The Madras High Court on Thursday quashed several criminal defamation proceedings moved by the state government against media houses, saying that the state cannot use criminal defamation cases to throttle democracy.
Hearing a batch of 25 petitions filed by media houses seeking to quash proceedings in criminal defamation cases filed between 2011 and 2013, Justice Abdul Quddhose said, “If the state becomes an impulsive prosecutor in criminal defamation matters that too in an era of social media where there are scores of abusive contents made against public figures, the sessions court will get clogged with innumerable matters which are sometimes vindictive in nature only to settle scores with opposition political parties.”
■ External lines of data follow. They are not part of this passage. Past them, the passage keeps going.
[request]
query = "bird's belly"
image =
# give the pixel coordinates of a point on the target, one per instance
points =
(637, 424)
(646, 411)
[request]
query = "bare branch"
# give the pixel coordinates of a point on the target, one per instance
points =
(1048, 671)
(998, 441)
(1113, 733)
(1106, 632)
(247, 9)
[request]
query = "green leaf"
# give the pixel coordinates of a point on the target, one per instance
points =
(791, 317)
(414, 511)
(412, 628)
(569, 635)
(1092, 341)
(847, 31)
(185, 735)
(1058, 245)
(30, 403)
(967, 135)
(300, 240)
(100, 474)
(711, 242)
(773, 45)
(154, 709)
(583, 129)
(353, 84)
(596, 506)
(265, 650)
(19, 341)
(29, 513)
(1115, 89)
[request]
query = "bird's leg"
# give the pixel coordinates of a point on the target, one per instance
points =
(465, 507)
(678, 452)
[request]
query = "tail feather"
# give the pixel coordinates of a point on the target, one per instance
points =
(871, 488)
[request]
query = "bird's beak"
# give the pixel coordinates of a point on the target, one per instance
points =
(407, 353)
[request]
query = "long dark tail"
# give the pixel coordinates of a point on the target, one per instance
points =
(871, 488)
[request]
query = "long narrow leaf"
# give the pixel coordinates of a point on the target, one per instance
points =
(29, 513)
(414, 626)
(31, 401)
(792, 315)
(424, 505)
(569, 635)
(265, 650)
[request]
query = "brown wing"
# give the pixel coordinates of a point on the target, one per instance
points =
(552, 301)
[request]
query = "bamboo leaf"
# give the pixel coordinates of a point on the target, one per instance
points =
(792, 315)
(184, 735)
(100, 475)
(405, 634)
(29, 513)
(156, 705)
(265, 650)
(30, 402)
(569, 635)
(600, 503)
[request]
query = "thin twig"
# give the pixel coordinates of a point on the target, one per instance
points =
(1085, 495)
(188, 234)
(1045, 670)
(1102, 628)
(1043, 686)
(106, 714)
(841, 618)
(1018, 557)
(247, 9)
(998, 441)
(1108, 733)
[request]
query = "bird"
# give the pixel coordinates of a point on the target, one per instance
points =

The court reiterated that a state will have to show utmost restraint and maturity in filing criminal defamation cases. It said that criminal defamation procedures can be invoked only in cases where there is foolproof material and when launching of prosecution under Section 199(2) CrPC is inevitable. Criticising the tendency of governments to use criminal defamation as a weapon against media, the court said, “This menace will have to be curbed and nipped in the bud.”
“The criminal defamation law is meant for a laudable object in real cases of necessity and cannot be misused by using the state as a tool to settle scores of a public servant/constitutional functionary over his or her adversary. A public servant or a constitutional functionary must be able to face criticism,” said the court. “The state cannot use criminal defamation cases to throttle democracy.”
The Hindu, Nakheeran, Times of India, Dinamalar, Tamil Murasu, Murasoli and Dinakaran were among the media houses who had petitioned the court. The news reports that faced criminal defamation in the first three years of late J Jayalalithaa’s regime between 2011 and 2016 include: a report about an attack on a Tamil magazine by AIADMK activists, publishing a statement issued by the then Opposition leader Vijayakanth accusing the then Chief Minister Jayalalithaa of “running a government through statements”, an interview with a woman who claimed to be the daughter of Jayalalithaa, and calling Jayalalithaa a “beef eating Brahmin”, which the magazine had claimed was referring to words of her own mentor M G Ramachandran in her early political career.
Justice Quddhose reminded that the prosecution must also consider themselves as agents of justice. “There should not be on the part of the public prosecutor a blind eagerness for, or grasping at a conviction. Prosecution does not mean persecution,” he said.